Precisamente versa sobre este último tema la nueva guerra entre los sindicatos y el ente público. Y es que, a pesar de que este nuevo espacio dedicado a «ser la voz de la generación Z y contar con ellos también desde dentro» ya acumula varias polémicas a sus espaldas en un corto periodo de tiempo, en esta ocasión se le acusa de incitar a través de un debate «desequilibrado» a «pegar y silenciar» a quienes cuestionan el borrador de mencionado decreto.

«Que no quiero gritar, pero tú piensas, tú conectas los puntos entre sí, quien te habla de estas mierda por las calles y no se les pega, como se debería, ya basta. Hay opiniones a silenciar», menciona UGT en su comunicado haciendo referencia a la intervención de uno de los participantes de esta ‘tertulia’, quien también «explica que tiene ‘unas ganas enormes de plantar la polla frente a la cámara’ porque está seguro de que ‘en la mesa hay gente que querría verla'», denunciaba el sindicato.

Según los mismos, las intervenciones de los jóvenes que ponen opinan «en vez de fomentar el diálogo y la reflexión incitan al odio y la violencia» contra el feminismo que no se muestran de acuerdo con su postura, e indica que «no es la primera vez» que etiquetan a estas mujeres de «TERF (feminista radical trans-excluyente) como insulto, denigrándolas».

TVE tendría la intención de acercarse de nuevo a la juventud y volver a ser la cadena y el servicio público que logró ser hace años, pero según la denuncia de UGT estaría «confundiendo» esta hazaña y el empleo de «un lenguaje menos convencional y supuestamente más innovador» con defender contenidos poco «responsables» tratándose de una televisión pública. Por ello, reivindican un estudio sobre «los valores» que transmite dicho canal.

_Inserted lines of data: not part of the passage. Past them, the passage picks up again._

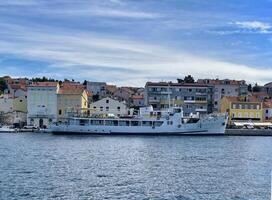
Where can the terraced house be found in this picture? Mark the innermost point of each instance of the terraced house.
(72, 100)
(242, 109)
(194, 98)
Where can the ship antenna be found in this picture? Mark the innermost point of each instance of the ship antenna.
(169, 100)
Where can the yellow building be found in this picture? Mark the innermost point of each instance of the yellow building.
(20, 104)
(242, 109)
(72, 100)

En las redes la disputa está servida y cuenta con opiniones de todo tipo. Mientras que algunos dan las gracias al organismo por «defender a todas» de la «propaganda misógina que hace apología de la violencia machista», otros apuntan que las palabras mencionadas en la queja están «sacadas de contexto» de lo que además consideran «un spot cómico».

Como era de esperar, algunas de las protagonistas del programa han alzado la voz para defender al espacio. Inés Hernand, la presentadora de Gen Playz quiso explicar a través de sus redes sociales que «como equipo» todos trabajan a diario «para mejorar y subsanar todos los errores que se van cometiendo en otros programas», y aclaraba que «no solamente en este». Asimismo, indica que le parece que «un boicot»: «Por ser feminista no transexcluyente mi categoría es de incompetente y misógina… WOOOOOW impresionante. Me esfuerzo y sigo sin entender tremendo discurso hiriente y tremenda agresividad», protestaba Hernand.

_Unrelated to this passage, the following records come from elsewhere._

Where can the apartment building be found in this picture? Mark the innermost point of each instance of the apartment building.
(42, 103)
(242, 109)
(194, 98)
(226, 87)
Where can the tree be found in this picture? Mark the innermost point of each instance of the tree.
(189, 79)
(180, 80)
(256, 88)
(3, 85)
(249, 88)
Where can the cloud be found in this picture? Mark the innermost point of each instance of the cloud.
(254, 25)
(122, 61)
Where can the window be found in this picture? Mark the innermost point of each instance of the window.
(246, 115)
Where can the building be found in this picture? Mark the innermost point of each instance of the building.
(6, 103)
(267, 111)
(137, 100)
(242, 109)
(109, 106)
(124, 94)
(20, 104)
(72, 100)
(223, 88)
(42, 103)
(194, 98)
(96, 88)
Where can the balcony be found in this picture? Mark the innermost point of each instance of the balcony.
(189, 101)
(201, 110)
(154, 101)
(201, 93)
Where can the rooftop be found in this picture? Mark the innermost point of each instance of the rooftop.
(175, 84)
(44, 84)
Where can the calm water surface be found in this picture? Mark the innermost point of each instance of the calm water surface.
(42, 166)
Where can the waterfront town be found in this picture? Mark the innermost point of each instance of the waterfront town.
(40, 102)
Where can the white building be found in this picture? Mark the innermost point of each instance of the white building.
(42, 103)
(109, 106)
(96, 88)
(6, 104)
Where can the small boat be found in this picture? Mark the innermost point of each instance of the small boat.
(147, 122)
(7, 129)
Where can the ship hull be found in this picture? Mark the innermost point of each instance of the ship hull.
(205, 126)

Por su parte, Elisabeth Duval, lanzaba en Twitter un vídeo como respuesta a las críticas recibidas por esta cuestión en el que explicaba el porqué no se podía permitir el «boicot y ataque» por parte de los «transexcluyentes» a Playz. Además, explicaba que es importante que «se escuchen voces que no sean las suyas», porque todo ello puede influir «en cómo sea (y cómo de libre sea)» la televisión pública.

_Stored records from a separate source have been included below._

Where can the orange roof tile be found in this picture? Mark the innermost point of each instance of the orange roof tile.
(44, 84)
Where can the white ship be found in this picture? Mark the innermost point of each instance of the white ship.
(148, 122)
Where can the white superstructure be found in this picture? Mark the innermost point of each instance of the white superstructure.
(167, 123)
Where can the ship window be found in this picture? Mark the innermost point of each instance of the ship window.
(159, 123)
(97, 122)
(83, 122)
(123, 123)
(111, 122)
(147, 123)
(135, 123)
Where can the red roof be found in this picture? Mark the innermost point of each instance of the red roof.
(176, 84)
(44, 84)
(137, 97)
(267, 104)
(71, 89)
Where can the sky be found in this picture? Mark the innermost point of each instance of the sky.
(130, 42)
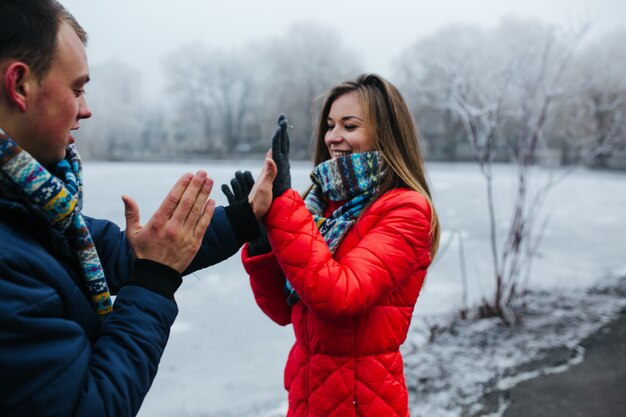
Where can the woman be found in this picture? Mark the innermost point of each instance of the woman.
(347, 262)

En el hilo de tuits la que se define a sí misma como «escritora y filósofa» animaba a sus seguidores a enviar sus opiniones y propuestas a RTVE y ponía algunos ejemplos como «¿Pensáis que a lo mejor no es de recibo que en la tele pública se dé voz a fascistas?» o «¿Queréis elogiar algún aspecto del programa?» y avisaba de que «es hora de decirlo», porque una «minoría muy ruidosa» está exigiendo su cierre desde el pasado mes de julio.